Dios otorgó a María un papel muy importante en la historia de la salvación. Aquella joven de Nazaret fue elegida por Dios y recibió una misión primordial: ser la madre del Hijo de Dios que se encarnó en sus entrañas virginales por obra del Espíritu Santo. Y todo esto para la salvación de la humanidad. Dios, creador del hombre y de la mujer, en la plenitud de los tiempos, asumió la naturaleza humana creada por él y requirió la colaboración de María.
En santa María todo está en función de su misión de ser la madre de Jesucristo. María, de una manera única, ha sido la primera en beneficiarse de la victoria sobre el pecado obtenida por Cristo. Se entiende así mejor la verdad de la fe cristiana sobre la Inmaculada Concepción, entre nosotros más conocida popularmente como la fiesta de la Purísima.
María es llamada así porque, desde el primer instante de su existencia, fue preservada de toda mácula de pecado original y enriquecida con la plenitud de la gracia desde el primer momento de su concepción. Esta verdad fue proclamada como dogma de fe por el Papa Pío IX el año 1854, fundamentándose en las afirmaciones de las Sagradas Escrituras sobre María y en la fe de la Iglesia sobre este misterio mariano.
Poco después de la proclamación del dogma de la Inmaculada Concepción, la Virgen María se apareció en diversas ocasiones a una joven sencilla y pobre en la gruta de Lourdes. Y se presentó como la Inmaculada Concepción. Los peregrinos que visitan este santuario pueden leer grabadas estas palabras en la imagen de la Virgen María de Lourdes que preside la explanada de la gruta.

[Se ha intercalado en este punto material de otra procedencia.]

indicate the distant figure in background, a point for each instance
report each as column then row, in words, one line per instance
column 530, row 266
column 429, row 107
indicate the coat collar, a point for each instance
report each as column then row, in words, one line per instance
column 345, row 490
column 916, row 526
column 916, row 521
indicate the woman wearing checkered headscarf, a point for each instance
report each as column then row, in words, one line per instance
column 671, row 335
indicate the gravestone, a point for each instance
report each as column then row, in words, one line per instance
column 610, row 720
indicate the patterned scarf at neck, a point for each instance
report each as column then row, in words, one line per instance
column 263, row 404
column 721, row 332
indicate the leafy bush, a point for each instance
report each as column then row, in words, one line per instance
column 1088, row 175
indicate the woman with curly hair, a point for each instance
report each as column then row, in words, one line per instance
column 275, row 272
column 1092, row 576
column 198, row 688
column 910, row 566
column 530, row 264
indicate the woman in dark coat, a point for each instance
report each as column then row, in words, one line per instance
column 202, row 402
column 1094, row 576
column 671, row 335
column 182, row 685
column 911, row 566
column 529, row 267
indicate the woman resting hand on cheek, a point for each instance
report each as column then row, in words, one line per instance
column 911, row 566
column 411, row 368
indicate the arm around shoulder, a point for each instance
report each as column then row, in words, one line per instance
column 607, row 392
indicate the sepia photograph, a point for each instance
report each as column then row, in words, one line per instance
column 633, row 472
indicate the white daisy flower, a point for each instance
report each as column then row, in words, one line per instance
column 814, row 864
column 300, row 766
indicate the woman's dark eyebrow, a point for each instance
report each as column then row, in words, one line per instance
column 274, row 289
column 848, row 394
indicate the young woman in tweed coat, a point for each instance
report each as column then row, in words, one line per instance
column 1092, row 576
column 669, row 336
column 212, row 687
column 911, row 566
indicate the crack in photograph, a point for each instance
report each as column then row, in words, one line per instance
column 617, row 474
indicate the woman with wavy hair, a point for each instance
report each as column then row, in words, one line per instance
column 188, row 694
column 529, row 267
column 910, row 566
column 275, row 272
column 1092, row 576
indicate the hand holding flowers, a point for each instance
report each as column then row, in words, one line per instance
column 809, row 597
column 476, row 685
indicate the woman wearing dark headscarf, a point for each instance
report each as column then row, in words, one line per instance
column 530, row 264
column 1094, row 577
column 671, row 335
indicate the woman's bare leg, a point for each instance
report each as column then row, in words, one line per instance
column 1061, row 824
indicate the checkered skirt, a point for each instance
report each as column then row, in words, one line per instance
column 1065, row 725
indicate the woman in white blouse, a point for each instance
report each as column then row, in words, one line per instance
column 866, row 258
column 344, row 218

La fiesta de la Purísima, situada en medio del Adviento, nos prepara también para la próxima celebración de la Navidad. En este año dedicado al poeta Joan Maragall i Gorina, que fue un gran intérprete del sentido de las fiestas cristianas, quisiera remarcar alguna cosa de las que dice sobre la fiesta de la Purísima como prólogo de la Navidad. En el poema «Nadal», escrito el año 1895, dice: «Neix l'hivern cantant les glòries/ d'una verge amb manto blau/ que al sentí's plena de gràcia/ baixa els ulls, junta les mans/ i es posa a adorar Déu/ en son ventre virginal…/ Caieu fulles; caieu fulles,/ que ja s'acosta Nadal».
En «La nit de la Puríssima», el poeta se encanta ante el cielo azul de aquella noche, y ve en la Joven de Nazaret a la que nos acerca a Dios y nos hace familiar a Dios mismo. «Aquesta nit és bé una nit divina./ La Purísima, del cel/ va baixant per aquest blau que ella il·lumina,/ deixant més resplendors en cada estel».

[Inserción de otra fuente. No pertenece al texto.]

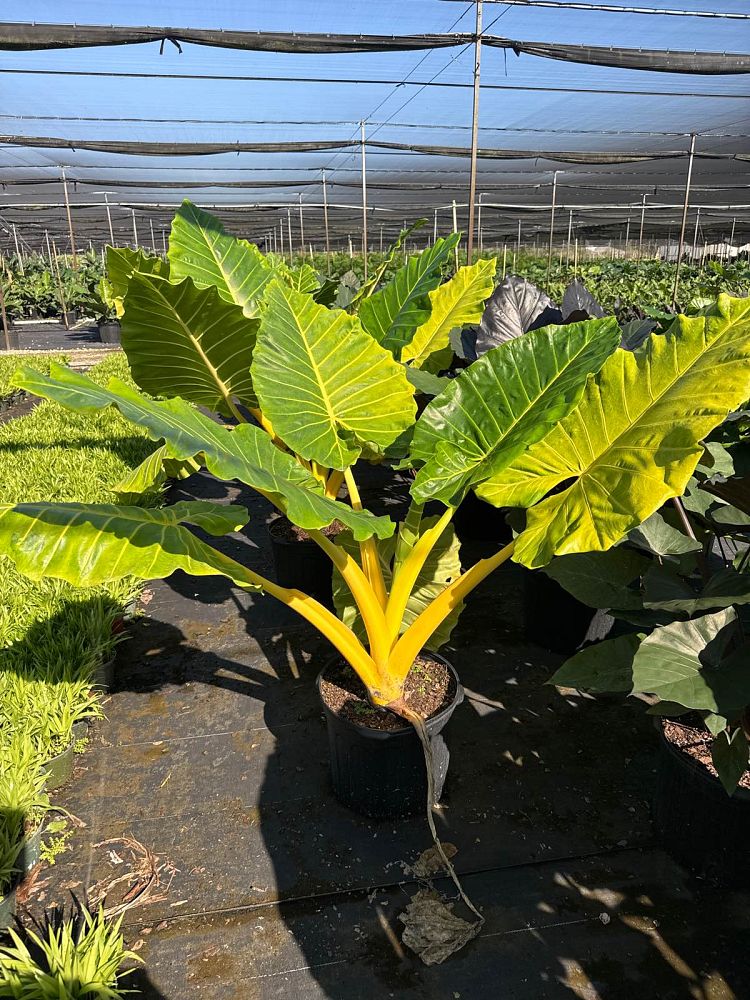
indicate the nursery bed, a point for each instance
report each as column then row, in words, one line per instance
column 214, row 757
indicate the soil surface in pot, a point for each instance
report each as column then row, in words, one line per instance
column 429, row 689
column 283, row 529
column 696, row 743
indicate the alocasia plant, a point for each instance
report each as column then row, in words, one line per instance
column 590, row 438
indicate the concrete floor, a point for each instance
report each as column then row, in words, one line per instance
column 214, row 757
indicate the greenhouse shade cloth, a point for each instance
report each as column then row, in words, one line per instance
column 18, row 36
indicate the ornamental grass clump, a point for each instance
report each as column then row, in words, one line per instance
column 589, row 439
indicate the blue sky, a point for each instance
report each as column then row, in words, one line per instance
column 530, row 116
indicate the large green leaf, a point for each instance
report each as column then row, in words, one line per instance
column 328, row 389
column 683, row 662
column 504, row 402
column 186, row 341
column 245, row 453
column 601, row 667
column 665, row 591
column 601, row 579
column 199, row 248
column 122, row 264
column 442, row 566
column 89, row 544
column 392, row 314
column 634, row 439
column 453, row 304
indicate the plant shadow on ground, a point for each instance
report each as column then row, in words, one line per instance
column 547, row 803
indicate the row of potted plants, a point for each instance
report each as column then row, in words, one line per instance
column 586, row 438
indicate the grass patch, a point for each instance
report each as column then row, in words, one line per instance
column 9, row 363
column 53, row 635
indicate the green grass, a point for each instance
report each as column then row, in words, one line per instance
column 54, row 635
column 10, row 362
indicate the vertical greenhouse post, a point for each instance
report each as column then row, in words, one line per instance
column 551, row 227
column 364, row 197
column 70, row 221
column 681, row 244
column 474, row 132
column 325, row 225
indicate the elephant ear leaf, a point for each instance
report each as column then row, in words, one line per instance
column 502, row 403
column 329, row 390
column 186, row 341
column 200, row 248
column 123, row 263
column 454, row 304
column 392, row 314
column 634, row 439
column 90, row 544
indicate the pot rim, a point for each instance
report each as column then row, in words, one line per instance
column 688, row 762
column 405, row 730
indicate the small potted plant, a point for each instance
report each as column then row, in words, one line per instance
column 23, row 805
column 303, row 393
column 77, row 957
column 680, row 590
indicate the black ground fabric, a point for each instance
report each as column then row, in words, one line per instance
column 214, row 758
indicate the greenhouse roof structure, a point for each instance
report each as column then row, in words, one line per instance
column 259, row 115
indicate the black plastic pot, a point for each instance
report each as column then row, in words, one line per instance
column 705, row 829
column 477, row 520
column 104, row 675
column 302, row 565
column 109, row 333
column 382, row 774
column 556, row 620
column 60, row 767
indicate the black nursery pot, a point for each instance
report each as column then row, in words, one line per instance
column 556, row 620
column 109, row 333
column 698, row 823
column 382, row 774
column 477, row 520
column 301, row 564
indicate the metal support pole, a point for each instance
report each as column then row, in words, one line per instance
column 70, row 222
column 695, row 232
column 474, row 132
column 325, row 224
column 109, row 220
column 455, row 230
column 364, row 197
column 60, row 289
column 551, row 227
column 18, row 249
column 6, row 329
column 681, row 244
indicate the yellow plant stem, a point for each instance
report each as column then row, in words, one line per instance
column 338, row 634
column 419, row 632
column 364, row 596
column 369, row 548
column 333, row 484
column 406, row 576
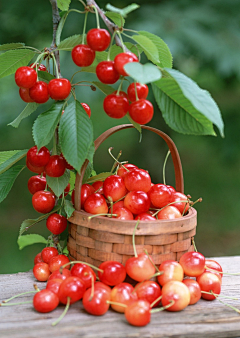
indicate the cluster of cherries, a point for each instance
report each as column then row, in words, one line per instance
column 175, row 284
column 130, row 194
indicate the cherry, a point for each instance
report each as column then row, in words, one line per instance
column 98, row 39
column 83, row 55
column 149, row 291
column 169, row 212
column 38, row 158
column 122, row 59
column 86, row 108
column 106, row 72
column 59, row 89
column 48, row 252
column 160, row 195
column 193, row 263
column 55, row 166
column 25, row 77
column 195, row 290
column 84, row 272
column 137, row 179
column 115, row 105
column 122, row 293
column 36, row 183
column 140, row 267
column 24, row 94
column 178, row 292
column 39, row 92
column 57, row 261
column 114, row 187
column 112, row 273
column 172, row 270
column 96, row 204
column 142, row 91
column 96, row 302
column 43, row 201
column 138, row 313
column 73, row 288
column 41, row 271
column 141, row 111
column 137, row 202
column 45, row 301
column 56, row 223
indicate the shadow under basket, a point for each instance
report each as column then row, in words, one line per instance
column 99, row 239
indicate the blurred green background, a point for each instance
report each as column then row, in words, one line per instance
column 204, row 38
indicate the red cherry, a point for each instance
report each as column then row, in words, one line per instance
column 24, row 94
column 137, row 202
column 83, row 55
column 41, row 271
column 56, row 223
column 43, row 201
column 59, row 89
column 86, row 108
column 98, row 39
column 106, row 72
column 36, row 183
column 141, row 111
column 138, row 179
column 138, row 313
column 45, row 301
column 142, row 91
column 113, row 273
column 122, row 59
column 55, row 166
column 39, row 92
column 115, row 106
column 38, row 158
column 48, row 253
column 25, row 77
column 96, row 204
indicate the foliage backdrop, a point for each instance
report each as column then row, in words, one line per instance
column 204, row 39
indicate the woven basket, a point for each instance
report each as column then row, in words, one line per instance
column 101, row 238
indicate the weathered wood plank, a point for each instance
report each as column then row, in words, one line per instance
column 204, row 319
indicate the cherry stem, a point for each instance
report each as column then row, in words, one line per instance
column 133, row 239
column 64, row 312
column 163, row 308
column 73, row 262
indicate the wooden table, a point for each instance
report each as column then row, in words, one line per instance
column 204, row 319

Benedicto XVI acaba su encíclica sobre la esperanza afirmando que Jesucristo es ciertamente la luz por antonomasia, el sol que brilla sobre todas las tinieblas de la historia. Pero añade que para llegar hasta él necesitamos también luces próximas, personas que dan luz reflejando la luz de Cristo. María es una de estas luces. Ella es una estrella de esperanza. Ella que con su aceptación abrió la puerta de nuestro mundo a Dios mismo, porque en ella el Hijo de Dios se hizo carne, se hizo uno de nosotros y, como dice el Evangelio de San Juan, «acampó entre nosotros».